Dave observed in the first case study that even thought the pilot was a roaring success and the team qualified for the ‘hyperproductive ‘ state, the unimaginable happened thereafter.

As soon as they could, IT management "took control" of the agile group. Within a week, they had (a) canceled the practice of locating technical teams on-site with their internal customers; (b) scattered the agile practitioners around in the traditional organization, to dilute their influence; (c) conjured negative performance reviews of key agile proponents in the organization as a way to encourage them to leave the company; some were even put on probationary status, to pressure them to leave; (d) assigned some of the top performers to dead-end jobs babysitting relatively unimportant legacy apps; another tactic to encourage them to leave; and (e) re-established the waterfall process (decorated with a few agile buzzwords) as the sole way of delivering projects for internal customers.
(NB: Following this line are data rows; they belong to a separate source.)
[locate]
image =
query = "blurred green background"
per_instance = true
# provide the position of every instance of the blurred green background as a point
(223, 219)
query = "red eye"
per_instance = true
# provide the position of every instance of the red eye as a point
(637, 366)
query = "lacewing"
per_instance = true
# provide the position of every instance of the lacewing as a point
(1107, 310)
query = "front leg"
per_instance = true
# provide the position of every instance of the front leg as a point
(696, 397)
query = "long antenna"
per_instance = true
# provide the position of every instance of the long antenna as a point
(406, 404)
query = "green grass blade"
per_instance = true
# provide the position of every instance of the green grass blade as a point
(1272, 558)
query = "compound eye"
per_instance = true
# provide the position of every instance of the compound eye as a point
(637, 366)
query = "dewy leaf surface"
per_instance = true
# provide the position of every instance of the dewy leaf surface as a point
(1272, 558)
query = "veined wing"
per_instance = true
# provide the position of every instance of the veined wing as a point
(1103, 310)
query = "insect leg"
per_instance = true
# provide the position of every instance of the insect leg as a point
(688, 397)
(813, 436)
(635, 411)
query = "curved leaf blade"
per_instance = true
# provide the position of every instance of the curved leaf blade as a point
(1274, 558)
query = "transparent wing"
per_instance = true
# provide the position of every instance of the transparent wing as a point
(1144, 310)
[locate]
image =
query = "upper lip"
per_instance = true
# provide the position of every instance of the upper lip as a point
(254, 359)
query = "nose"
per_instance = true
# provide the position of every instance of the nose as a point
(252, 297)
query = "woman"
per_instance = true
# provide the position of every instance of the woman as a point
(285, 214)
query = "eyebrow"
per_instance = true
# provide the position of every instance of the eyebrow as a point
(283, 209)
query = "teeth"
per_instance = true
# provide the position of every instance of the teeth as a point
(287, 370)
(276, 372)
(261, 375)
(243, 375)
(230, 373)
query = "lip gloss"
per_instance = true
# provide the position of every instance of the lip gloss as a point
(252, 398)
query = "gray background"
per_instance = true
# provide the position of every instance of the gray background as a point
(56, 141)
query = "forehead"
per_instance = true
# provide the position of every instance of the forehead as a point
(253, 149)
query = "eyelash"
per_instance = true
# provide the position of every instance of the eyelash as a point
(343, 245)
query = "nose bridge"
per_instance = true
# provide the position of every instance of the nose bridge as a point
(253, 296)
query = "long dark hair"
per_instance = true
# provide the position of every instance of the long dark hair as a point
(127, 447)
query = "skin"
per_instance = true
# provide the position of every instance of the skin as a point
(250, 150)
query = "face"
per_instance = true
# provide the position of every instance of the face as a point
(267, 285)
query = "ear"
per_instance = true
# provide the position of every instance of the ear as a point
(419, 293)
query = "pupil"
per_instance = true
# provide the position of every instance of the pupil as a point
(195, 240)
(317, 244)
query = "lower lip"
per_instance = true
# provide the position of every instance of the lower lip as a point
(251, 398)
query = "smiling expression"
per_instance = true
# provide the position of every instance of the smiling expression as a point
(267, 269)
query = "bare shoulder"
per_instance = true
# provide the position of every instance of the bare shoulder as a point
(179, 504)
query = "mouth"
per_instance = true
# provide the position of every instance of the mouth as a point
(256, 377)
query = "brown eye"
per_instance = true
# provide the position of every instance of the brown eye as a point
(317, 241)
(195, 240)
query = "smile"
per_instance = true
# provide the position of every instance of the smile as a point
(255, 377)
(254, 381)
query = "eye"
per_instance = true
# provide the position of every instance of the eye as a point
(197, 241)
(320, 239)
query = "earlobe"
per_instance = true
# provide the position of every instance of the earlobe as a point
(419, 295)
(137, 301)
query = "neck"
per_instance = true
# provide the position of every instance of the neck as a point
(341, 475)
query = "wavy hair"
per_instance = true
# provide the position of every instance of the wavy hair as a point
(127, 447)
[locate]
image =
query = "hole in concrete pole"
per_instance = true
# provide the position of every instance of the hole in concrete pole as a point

One year later, there was nothing left of "agile" but the word.

Likewise, in the second example that Dave presented, as soon as the Agile coaches and consultants left, the in-house Agile experts started to reassert the practices that they had been following before the consultants came in and the teams became hyperproductive. The in-house experts felt threatened by the external consultants who had contributed to the success of the pilot and they wanted to restore things back to where they were as soon as the consultants left.

On similar lines, Dave quoted another example where one of their showcase clients with whom they had done a very successful implementation never came back with repeat business. The reasons for not coming back were thought provoking,

Our team had performed at a pace that was far out of sync with the client organization. Our customers could not keep the backlog up to date fast enough to feed our team meaningful work. They threw stories together helter-skelter just so they wouldn't be paying us an hourly rate to have our people sit around and wait for something to do. The experience was so stressful for them that they decided they weren't suited for agile work, and they reverted to traditional methods and traditional services firms.

So what was the reason for these roaring success case studies not being successful?

Dave suggested the following two major reasons

  • Local process optimization – The pilot teams were separate from rest of the organization. They were working in isolation from rest of the organization and as soon as the pilot was over that ripple in the ocean faded away. The changes were carried on too much at a local level to cause any amount of friction in rest of the organization.
  • Insensitivity to emotional factors – The consultants ignored the support of individuals and departments who would have been instrumental in the sustained success of the effort. As a result of this as soon as the consultants left, these support groups rallied together to get into the earlier way of working.

They responded in a perfectly normal human way: They bided their time until they could crush the agile initiative, and then they did so quickly and firmly. They "punished the innocent" and made sure anyone who had been part of the agile group either sat down and shut up, or left the company.

Dave suggested that the formula for success lies in adjusting to the pace of change and the demand for collaboration according to the client’s ability to cope with change. This way the initial project might take longer to succeed, however the Agile transformation would succeed in the long run.

Turning all the knobs up to eleven while ignoring the human costs of doing so may not be the definition of success, after all. Beware of consultants bearing gifts of hyperproductivity.